Like drunk driving, driving while under the influence of drugs can also take lives. In Kentucky, state officials are testing portable roadside drug test kits to curb drugged driving. These kits include a mouth swab and a screening device that can analyze saliva samples for up to 10 drugs within minutes. Supporters say this will help provide police with the evidence they need to arrest DUI suspects.
Drugs and driving
Driving under the influence of drugs has been a problem for a long time in the U.S. Teens and young adults are the ones most at risk as they tend to underestimate or not recognize the dangers of getting behind the wheel while high. Studies also show that young adults are more likely to speed and tailgate other vehicles. When the lack of driving experience is combined with the use of drugs, the situation can be frightening and deadly.

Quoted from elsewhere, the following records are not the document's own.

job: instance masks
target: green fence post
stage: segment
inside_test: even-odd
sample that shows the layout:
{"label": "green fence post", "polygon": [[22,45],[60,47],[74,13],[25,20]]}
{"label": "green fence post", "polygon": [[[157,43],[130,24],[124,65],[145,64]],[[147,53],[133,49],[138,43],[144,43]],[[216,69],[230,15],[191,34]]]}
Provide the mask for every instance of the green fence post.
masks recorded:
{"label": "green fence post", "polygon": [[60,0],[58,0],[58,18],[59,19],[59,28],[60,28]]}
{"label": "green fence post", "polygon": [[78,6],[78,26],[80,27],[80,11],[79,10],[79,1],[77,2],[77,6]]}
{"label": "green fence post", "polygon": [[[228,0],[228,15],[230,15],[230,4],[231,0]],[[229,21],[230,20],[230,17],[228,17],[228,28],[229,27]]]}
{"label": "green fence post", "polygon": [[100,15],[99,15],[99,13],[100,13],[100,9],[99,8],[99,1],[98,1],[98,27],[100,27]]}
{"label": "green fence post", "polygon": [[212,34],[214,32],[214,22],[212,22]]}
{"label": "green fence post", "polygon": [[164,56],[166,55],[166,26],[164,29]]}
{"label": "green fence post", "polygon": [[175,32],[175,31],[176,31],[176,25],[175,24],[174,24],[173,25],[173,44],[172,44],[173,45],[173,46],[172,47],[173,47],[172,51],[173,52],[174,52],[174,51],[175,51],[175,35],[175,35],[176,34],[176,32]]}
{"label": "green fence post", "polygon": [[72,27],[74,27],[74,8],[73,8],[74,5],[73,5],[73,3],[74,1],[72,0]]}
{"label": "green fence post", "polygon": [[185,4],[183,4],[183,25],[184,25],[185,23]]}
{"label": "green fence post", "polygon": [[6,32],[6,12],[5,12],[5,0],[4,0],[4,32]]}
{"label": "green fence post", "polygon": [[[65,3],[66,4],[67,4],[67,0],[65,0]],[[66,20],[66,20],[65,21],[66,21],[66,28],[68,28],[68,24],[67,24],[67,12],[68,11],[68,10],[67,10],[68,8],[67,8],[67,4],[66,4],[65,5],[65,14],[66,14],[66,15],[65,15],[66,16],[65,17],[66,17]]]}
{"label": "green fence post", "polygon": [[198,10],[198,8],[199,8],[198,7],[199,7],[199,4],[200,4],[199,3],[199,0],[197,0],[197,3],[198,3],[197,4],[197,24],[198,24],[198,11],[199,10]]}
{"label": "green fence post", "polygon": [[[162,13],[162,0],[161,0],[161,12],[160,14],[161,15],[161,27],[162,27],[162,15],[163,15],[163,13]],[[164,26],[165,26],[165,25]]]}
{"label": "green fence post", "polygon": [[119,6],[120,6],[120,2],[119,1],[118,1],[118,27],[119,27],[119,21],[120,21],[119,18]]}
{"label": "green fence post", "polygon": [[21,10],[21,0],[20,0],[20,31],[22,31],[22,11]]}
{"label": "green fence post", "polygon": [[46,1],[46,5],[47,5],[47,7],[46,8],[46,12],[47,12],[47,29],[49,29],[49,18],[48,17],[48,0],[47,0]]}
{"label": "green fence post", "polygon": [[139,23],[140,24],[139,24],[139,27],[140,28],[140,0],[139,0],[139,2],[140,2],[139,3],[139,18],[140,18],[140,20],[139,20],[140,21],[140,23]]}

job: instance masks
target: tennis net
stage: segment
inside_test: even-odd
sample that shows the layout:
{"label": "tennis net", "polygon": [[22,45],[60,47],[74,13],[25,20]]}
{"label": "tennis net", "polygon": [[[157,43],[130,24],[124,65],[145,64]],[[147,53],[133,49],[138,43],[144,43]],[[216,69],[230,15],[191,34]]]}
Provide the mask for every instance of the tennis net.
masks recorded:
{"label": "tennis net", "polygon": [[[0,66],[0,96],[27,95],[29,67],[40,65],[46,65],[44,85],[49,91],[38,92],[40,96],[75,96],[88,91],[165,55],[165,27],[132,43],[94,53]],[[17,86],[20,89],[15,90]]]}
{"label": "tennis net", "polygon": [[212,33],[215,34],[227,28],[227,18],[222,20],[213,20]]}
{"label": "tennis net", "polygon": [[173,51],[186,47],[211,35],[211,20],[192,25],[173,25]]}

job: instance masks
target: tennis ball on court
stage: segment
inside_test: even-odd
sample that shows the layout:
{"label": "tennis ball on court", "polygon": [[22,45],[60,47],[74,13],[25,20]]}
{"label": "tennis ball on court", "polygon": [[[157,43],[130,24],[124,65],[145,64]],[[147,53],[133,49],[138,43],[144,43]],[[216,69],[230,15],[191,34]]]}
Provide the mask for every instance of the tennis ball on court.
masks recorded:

Statistics: Driving under the influence of drugs
The 2013 to 2014 National Roadside Survey, conducted by the National Highway Traffic Safety Administration (NHTSA), found that over 22% of drivers tested positive for illegal, prescription or over-the counter drugs. Illegal drug use increased at nighttime while the use of prescription drugs decreased. The data revealed that a higher percentage of young drivers ages 18 to 25 were likely to drive after taking drugs. Men are also more likely than women to drive while high or drunk.
The challenge for authorities is that accidents involving drugs are hard to measure. The National Institute for Drug Abuse (NIDA) stated that drug-related accidents are hard to measure because roadside drug tests are not available, yet. Several drivers involved in traffic accidents were found to have both alcohol and drugs in their system. This makes it difficult to know which substance had a greater effect on the driver. NIDA also shared that another NHTSA study found 18% of drivers killed in an accident tested positive for at least one drug in 2009. While a separate 2010 study showed 11.4% of deadly crashes involving drug use. A drug testing kit may have prevented some of these accidents.
DUIs are not good
If the roadside drug test proves to be reliable, lawmakers say they will consider it for legislation in 2016. The testing kit drew varying opinions, but could prove helpful in preventing accidents. We’ll have to see how this turns out for Kentucky drivers, for now.
As a Kentucky Personal Injury Attorney, I would like to emphasize that driving under the influence, whether drugs or alcohol, is dangerous. Even without law enforcement cracking down on DUI suspects on roads, please always drive sober. This will help you and other drivers get home safely.